Economists parroting the QE mentality know what the end result is. They know the Fed is looting the wealth of the nation, giving it to Wall Street and the government. They know "helping the economy" is just a cover story. They know hyperinflation and impoverishment of the people is the result.
But parroting the QE mentality makes them "politically correct", allowing them to keep feeding at the government trough. They benefit from parroting the QE mentality.
Most people would be the same way. Most people would sell out their priniples to feed at the government trough, and millions do, from bureaucrats to cops to contractors to welfare recipients, millions of Americans are selling out their principles to feed at the government trough.

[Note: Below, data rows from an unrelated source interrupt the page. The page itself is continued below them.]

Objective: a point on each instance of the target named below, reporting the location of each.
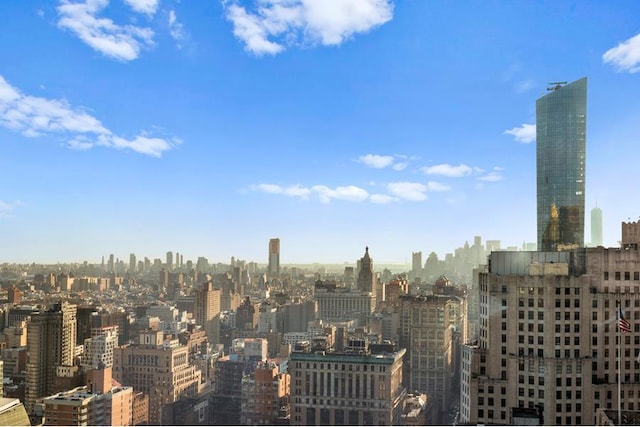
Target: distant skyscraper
(51, 342)
(132, 263)
(274, 257)
(416, 264)
(596, 226)
(366, 277)
(561, 121)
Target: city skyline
(141, 126)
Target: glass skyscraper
(561, 122)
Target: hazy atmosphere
(209, 127)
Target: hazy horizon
(210, 127)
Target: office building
(159, 368)
(97, 403)
(51, 342)
(265, 396)
(549, 340)
(342, 304)
(366, 281)
(274, 257)
(561, 126)
(596, 227)
(430, 327)
(207, 308)
(416, 265)
(12, 413)
(355, 387)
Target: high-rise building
(274, 257)
(51, 342)
(561, 125)
(596, 227)
(430, 328)
(132, 263)
(264, 396)
(157, 367)
(207, 308)
(366, 277)
(357, 387)
(549, 339)
(416, 264)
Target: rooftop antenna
(556, 85)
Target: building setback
(548, 337)
(351, 388)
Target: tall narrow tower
(596, 227)
(274, 257)
(366, 277)
(51, 341)
(561, 122)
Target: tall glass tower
(561, 126)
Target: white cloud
(303, 22)
(7, 208)
(382, 199)
(625, 56)
(446, 169)
(293, 190)
(493, 176)
(121, 42)
(376, 161)
(436, 186)
(176, 29)
(349, 193)
(413, 191)
(526, 133)
(148, 7)
(36, 116)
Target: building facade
(561, 123)
(548, 338)
(357, 388)
(51, 342)
(274, 257)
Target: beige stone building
(351, 388)
(158, 368)
(548, 335)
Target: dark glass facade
(561, 126)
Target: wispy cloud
(273, 25)
(7, 208)
(448, 170)
(176, 29)
(525, 133)
(376, 161)
(397, 162)
(121, 42)
(413, 191)
(396, 192)
(493, 176)
(349, 193)
(148, 7)
(36, 116)
(293, 190)
(436, 186)
(625, 56)
(382, 199)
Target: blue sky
(208, 127)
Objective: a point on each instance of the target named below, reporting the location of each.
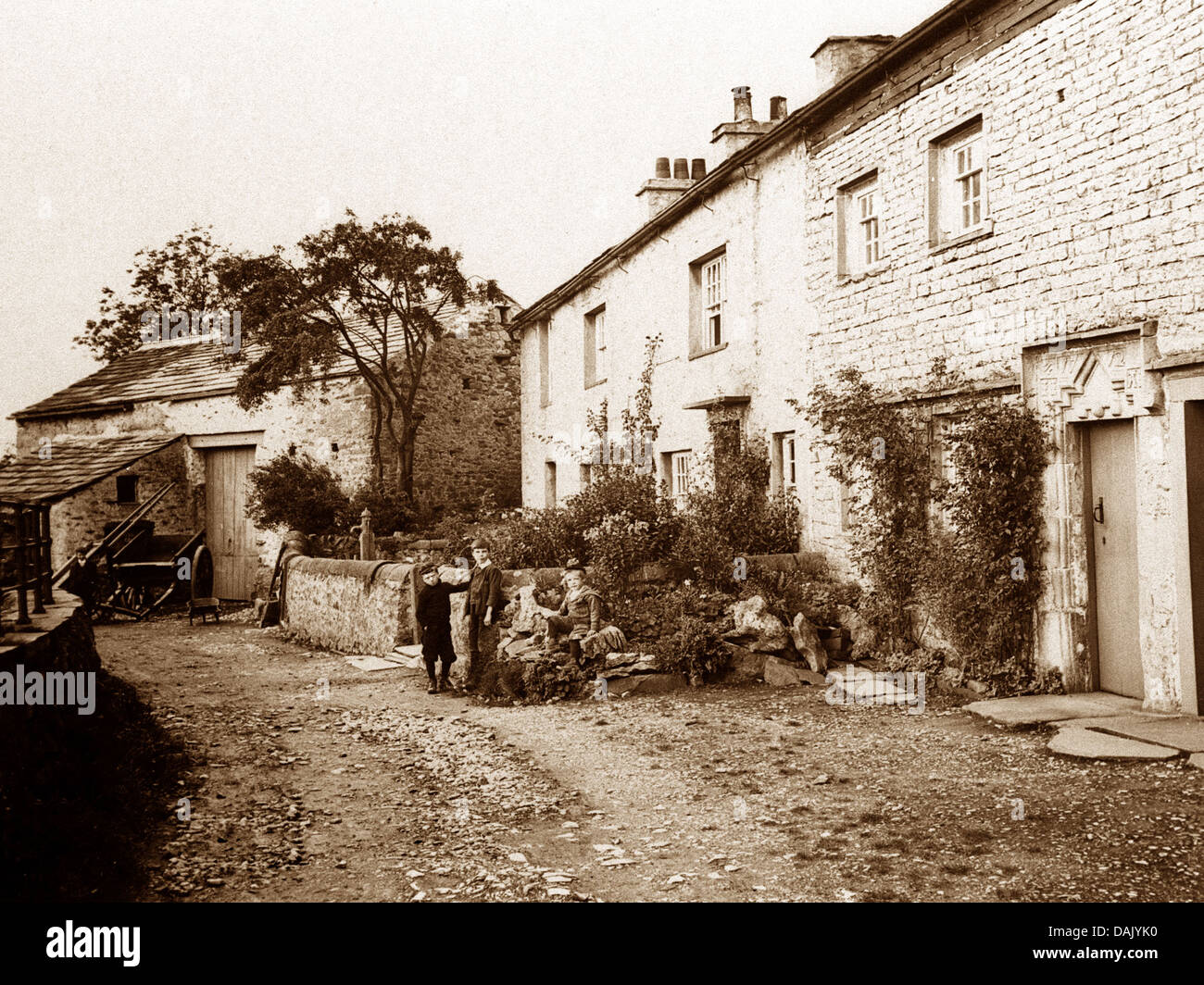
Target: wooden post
(22, 600)
(44, 555)
(368, 542)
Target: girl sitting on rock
(581, 617)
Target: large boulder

It's why I believe America isn't worth saving.
You're dead right about people.
Unfortunately.
I still sometimes wonder what became of all those new $100 bills that were "Defective"?
Hyperinflation? The ZOMBECONOMY marches on. #Forward
ZH found an economic paper with the word 'inflation' in it so here it is ...
Good grief! ZH is either a fool or a tool.
Maybe 'Tyler Durden' is someone at JP Morgan-Chase. Seems like it.
Fascinating that this is released for public discussion. Anybody smell a bottom in -- as Kyle Bass would put it -- "Anything you can tack down?"
It's creepy, the amount of time that some analysts take to arrive at the simple conclusion that tossing confetti and being the best / only customer running up a tab at your own lemonade stand is no way to run an economy.
econ phds are all like this. dumbasses.
Here's Paul Krugman, trying to explain why deflation is bad. Hilarious--and the comments, not surprisingly, are even funnier...
http://krugman.blogs.nytimes.com/2010/08/02/why-is-deflation-bad
Funniest unreported news is ECB making 45.5 billion yesterday.